Quelle est l'origine du tatouage ? L'histoire situe l'Égypte parmi les premiers berceaux du tatouage, à l'époque de la construction des grandes pyramides. Avec l'expansion de l'empire égyptien, la pratique du tatouage se répandit, atteignant des cultures comme la Perse, l'Arabie, la Crète et la Grèce, et parvenant en Chine vers 2000 avant J.-C.
Pourquoi les cultures anciennes utilisaient-elles les tatouages ? Les raisons variaient d'une culture à l'autre. Les tatouages servaient à soigner, à communiquer, à indiquer le rang social et le statut, et à identifier une personne. Ils marquaient l'appartenance à une tribu ou une famille, indiquaient le rang hiérarchique et, dans certaines sociétés, étaient censés protéger celui qui les portait ou éloigner la maladie.
Qu'est-ce qu'un tatouage Moko ? Le moko est un type de tatouage facial développé par les Polynésiens après leur introduction en Nouvelle-Zélande. Il revêtait une signification profonde liée à l'identité et au statut social, et demeure aujourd'hui une tradition vivante et respectée dans la société moderne.
Pourquoi le tatouage a-t-il décliné en Europe ? Ce déclin est largement attribué aux missionnaires chrétiens, qui prêchaient contre cette pratique et persuadaient la population que le tatouage était un acte impie. Le tatouage fut alors considéré comme primitif, et ce déclin fut accentué par l'empereur Constantin, qui l'interdit, estimant que le corps humain était créé à l'image de Dieu et ne devait pas être marqué.
Quand le tatouage moderne a-t-il débuté en Europe ? Le tatouage tel que nous le connaissons aujourd'hui est apparu en Europe au XVIe siècle. Des voyageurs comme Sir Martin Frobisher, le capitaine James Cook et William Dampier rapportèrent de leurs voyages des personnes tatouées. D'abord associée aux marins et aux classes populaires, cette pratique se répandit ensuite dans toute la société, devenant un choix personnel.

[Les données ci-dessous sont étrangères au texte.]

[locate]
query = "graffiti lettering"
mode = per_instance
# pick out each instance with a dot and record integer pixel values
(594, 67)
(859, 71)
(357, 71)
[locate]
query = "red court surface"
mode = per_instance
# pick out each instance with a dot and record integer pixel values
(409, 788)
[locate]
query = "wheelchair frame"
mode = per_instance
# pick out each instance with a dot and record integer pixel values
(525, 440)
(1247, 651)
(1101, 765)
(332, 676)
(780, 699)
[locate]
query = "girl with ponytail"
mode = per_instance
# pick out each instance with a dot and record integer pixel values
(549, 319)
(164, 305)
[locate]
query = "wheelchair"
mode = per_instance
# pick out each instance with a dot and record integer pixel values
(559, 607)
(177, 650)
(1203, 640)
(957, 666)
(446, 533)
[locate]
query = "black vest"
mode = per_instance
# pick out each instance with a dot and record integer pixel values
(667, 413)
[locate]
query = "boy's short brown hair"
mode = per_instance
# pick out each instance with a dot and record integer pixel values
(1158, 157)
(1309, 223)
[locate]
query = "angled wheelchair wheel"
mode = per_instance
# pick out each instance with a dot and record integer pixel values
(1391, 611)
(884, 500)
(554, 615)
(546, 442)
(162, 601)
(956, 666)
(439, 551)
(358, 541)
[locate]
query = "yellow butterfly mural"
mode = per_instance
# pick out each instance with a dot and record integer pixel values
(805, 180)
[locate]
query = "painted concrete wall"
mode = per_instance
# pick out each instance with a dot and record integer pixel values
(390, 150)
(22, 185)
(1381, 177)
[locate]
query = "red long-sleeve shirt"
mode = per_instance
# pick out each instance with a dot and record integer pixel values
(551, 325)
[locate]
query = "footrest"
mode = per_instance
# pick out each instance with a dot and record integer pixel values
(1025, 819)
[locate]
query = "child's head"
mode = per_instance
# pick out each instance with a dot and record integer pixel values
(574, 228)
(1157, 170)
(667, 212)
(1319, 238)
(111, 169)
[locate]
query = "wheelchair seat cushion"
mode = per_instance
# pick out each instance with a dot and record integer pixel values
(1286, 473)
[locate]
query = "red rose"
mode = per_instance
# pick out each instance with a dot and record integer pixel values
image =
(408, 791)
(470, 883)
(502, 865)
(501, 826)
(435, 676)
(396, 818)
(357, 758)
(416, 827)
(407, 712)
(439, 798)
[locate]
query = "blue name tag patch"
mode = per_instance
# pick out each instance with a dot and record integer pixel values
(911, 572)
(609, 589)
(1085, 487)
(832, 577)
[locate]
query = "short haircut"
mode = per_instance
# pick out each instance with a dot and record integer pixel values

Quand les tatouages sont-ils devenus populaires ? Le tatouage s'est popularisé dans les années 1960, passant du statut de comportement dépravé à celui de forme d'expression personnelle acceptée. Il est devenu si populaire que Mattel a même commercialisé des poupées Barbie tatouées, et en 2000, plus de 15 % des Américains étaient tatoués.
À quoi servaient les tatouages comme moyen d'identification ? De tout temps, les tatouages ont servi à marquer l'identité et l'appartenance d'une personne. Les Grecs s'en servaient pour identifier les espions et afficher leur rang, les Romains pour marquer les criminels et les esclaves, et de nos jours, les symboles de groupes comme le tatouage des Hells Angels fonctionnent de la même manière, permettant d'identifier l'appartenance à un groupe en un coup d'œil.